My neighbors used to scoff until I "showed" them by having potatoes for the
table by July Fourth, when theirs were scarcely in blossom. If the ground is
at all fit, early potatoes may be planted the first week in April. If the
season is backward, time may be saved by sprouting the seed in a warm
cellar. By planting the sets in a furrow eight or ten inches deep, gradually
filling in as they grow, they may be given level cultivation, which prevents
the evaporation of moisture that is attendant on the old hilling system. |
Companion Cropping. In the arrangement of the garden, perhaps,
more than in anything else do we learn by experience. When one has but a
limited space available for a garden plot, it is necessary to utilize every
inch of it throughout the summer. By allowing a little extra space between
the rows two crops may often be grown as companions, with great saving of
space. Some combinations which I have found especially good are:
(1) Early Peas, Lettuce and
Tomatoes: The early peas are planted in two double rows with a 3-foot
strip between the double rows. By planting in double rows one row of brush
supports two of peas. After the peas are in, a shallow furrow is plowed
through the middle of the 3-foot strip, plenty of fertilizer is worked in,
and young lettuce plants from a frame are set in the furrow, placing them
six inches apart and leaving a 12-inch space after every second lettuce
plant. In these empty spaces tomato plants are set about the middle of May,
the supporting stakes being first set.
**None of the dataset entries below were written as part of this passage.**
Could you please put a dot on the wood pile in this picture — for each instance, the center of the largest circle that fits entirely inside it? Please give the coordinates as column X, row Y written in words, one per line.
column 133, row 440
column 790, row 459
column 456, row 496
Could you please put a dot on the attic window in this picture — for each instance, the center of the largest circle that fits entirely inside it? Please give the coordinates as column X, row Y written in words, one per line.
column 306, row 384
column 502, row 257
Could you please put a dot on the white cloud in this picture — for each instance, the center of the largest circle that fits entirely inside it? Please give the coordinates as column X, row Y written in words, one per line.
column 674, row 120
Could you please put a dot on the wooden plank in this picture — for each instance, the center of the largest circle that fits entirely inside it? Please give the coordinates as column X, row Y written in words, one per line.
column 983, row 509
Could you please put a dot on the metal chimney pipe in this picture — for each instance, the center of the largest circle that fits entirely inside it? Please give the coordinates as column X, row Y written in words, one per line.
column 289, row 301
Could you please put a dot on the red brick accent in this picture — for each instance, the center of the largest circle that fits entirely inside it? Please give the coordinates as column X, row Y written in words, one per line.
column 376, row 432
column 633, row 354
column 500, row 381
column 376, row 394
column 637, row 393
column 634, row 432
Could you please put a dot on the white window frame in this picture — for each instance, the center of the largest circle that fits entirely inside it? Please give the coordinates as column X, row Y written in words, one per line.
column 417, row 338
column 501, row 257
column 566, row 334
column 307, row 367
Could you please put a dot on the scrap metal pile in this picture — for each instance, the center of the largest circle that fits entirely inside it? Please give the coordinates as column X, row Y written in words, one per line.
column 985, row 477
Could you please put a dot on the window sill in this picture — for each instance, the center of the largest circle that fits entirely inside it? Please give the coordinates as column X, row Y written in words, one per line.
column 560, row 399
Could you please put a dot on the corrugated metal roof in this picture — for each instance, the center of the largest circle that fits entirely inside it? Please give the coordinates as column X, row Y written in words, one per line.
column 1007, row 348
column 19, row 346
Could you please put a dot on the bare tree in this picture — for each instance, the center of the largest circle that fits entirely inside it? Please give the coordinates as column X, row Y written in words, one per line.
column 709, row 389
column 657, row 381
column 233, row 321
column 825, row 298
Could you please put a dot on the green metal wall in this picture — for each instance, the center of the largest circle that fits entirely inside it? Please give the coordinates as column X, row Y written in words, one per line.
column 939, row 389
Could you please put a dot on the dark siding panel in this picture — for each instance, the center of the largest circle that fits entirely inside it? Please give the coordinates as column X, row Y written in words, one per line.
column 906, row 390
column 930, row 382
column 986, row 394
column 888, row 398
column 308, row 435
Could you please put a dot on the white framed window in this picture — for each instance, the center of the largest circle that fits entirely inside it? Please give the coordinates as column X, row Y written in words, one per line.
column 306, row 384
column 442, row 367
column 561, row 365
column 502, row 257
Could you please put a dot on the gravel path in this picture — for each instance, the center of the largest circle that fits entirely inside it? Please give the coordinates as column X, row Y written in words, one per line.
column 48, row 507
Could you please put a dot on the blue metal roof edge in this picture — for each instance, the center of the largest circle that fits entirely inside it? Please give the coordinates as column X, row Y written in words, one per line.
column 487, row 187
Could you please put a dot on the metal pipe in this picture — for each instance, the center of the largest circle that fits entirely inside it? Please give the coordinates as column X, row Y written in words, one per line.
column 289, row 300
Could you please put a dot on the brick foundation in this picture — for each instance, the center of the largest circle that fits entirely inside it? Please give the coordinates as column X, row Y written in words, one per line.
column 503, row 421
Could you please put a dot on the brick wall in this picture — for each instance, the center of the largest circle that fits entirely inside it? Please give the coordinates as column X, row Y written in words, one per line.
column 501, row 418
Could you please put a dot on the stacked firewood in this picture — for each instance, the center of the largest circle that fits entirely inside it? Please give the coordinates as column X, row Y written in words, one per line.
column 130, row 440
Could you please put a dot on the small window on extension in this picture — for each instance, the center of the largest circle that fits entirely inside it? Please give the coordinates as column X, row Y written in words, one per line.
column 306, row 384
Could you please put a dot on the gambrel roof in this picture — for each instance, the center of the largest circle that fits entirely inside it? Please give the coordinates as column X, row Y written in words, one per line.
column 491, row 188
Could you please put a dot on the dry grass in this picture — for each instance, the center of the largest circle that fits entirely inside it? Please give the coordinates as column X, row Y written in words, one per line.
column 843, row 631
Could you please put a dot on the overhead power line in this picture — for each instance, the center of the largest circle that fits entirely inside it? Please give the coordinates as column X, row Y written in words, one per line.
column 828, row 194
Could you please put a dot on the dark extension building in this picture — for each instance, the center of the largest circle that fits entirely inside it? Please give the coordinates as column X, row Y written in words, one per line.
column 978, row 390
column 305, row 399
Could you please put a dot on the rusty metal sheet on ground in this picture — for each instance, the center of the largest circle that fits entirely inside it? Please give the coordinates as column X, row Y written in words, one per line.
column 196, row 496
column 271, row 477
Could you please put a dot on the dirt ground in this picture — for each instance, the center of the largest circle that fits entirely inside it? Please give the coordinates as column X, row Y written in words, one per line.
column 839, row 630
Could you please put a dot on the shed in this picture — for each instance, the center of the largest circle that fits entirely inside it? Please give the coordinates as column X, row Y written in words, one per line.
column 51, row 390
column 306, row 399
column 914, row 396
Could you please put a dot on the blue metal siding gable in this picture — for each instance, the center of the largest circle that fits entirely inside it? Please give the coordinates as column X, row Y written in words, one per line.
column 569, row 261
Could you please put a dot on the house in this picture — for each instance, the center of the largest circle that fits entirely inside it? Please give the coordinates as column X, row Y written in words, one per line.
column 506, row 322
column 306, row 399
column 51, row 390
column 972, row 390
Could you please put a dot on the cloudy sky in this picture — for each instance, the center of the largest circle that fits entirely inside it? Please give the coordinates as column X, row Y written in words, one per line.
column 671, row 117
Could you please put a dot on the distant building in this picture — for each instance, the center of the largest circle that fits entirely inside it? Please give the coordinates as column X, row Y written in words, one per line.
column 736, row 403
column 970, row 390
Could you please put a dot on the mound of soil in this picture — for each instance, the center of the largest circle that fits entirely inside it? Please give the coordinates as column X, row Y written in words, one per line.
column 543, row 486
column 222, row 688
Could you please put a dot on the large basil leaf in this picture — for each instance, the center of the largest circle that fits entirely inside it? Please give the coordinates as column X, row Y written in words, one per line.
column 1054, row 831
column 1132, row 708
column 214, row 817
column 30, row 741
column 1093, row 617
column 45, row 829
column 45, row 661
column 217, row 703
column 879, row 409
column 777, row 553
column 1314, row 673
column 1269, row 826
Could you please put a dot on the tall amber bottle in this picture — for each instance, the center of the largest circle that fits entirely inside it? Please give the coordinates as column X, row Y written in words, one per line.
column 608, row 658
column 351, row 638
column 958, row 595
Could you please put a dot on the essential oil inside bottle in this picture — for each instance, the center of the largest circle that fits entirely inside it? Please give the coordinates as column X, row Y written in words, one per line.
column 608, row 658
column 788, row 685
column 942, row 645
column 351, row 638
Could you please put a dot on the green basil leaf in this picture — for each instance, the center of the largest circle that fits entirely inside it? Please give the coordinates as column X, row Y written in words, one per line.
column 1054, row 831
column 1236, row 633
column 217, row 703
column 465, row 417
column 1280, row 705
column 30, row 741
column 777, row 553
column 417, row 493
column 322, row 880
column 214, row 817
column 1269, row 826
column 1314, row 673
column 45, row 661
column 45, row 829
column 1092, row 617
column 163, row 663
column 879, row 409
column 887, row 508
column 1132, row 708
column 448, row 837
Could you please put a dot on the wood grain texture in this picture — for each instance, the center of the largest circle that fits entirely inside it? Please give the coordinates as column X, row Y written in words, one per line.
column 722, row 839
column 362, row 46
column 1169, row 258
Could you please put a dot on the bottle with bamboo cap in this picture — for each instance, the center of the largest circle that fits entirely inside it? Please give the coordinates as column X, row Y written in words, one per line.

The peas are out of the way by July
1st, and are followed by celery plants in one row and Chinese cabbage in the
other. Thus we are able to grow peas, lettuce, tomatoes, celery and Chinese
cabbage in a strip five feet wide and fifty feet long.
(2) Late Peas and Corn.
The late peas are also planted in double rows, with a 3-foot strip between,
and in this strip is planted about June 1st Golden Bantam corn for
succession, putting a few winter squash seeds in the row at intervals of
four feet. The squash and corn have the ground after the peas are done.
(3) Onion Sets and Green
Peppers: These form an excellent combination. The onion sets are
planted about the first of April in two shallow furrows eighteen inches
apart. They are placed three inches apart in the row, skipping a set every
eighteen inches. The latter part of May, sweet pepper plants are set in the
empty spaces. Both onions and peppers may be cultivated freely, and by the
time the onions are ready to pull, the peppers are beginning to branch and
will occupy the ground until frost.
(4) Potatoes and Late Corn: By leaving a 4-foot space between the
potato rows instead of the regulation three feet, a row of late corn may be
planted between them May 15th, setting some pumpkin seeds in the row with
the corn. Squash or other vines may be used as well. The point is that the
corn and vine crops will flourish in the same row and will use the ground
until frost.
(5) Corn and Cucumbers. Our cucumbers are planted in rows instead
of hills, setting four or five seeds of early corn every two feet in the
row. We prefer the drill system for cucumbers because the ground may be
cultivated more easily with the wheel hoe, and by pegging them with forked
sticks the vines may be trained along the row, taking us less room and
enabling the fruit to be gathered without trampling the vines.
(6) Radishes: No special part of the garden is set aside for
radishes; instead, the quick-germinating seeds are used as a marker for
those which germinate more slowly, or the seed is sown in rows which a few
weeks later will be used for other vegetables. We have found Icicle
excellent.
There are one or two points which must be borne din mind in
planning for companion and succession crops. The ground must be well
fertilized. Sufficient room must be left for frequent cultivation, except
with vine crops which ultimately cover the ground and render cultivation
unnecessary. Vegetables which must be sprayed with poisonous solutions
should not be planted near those whose edible portions are exposed above
ground. In even the smallest garden rotation of crops should be practiced.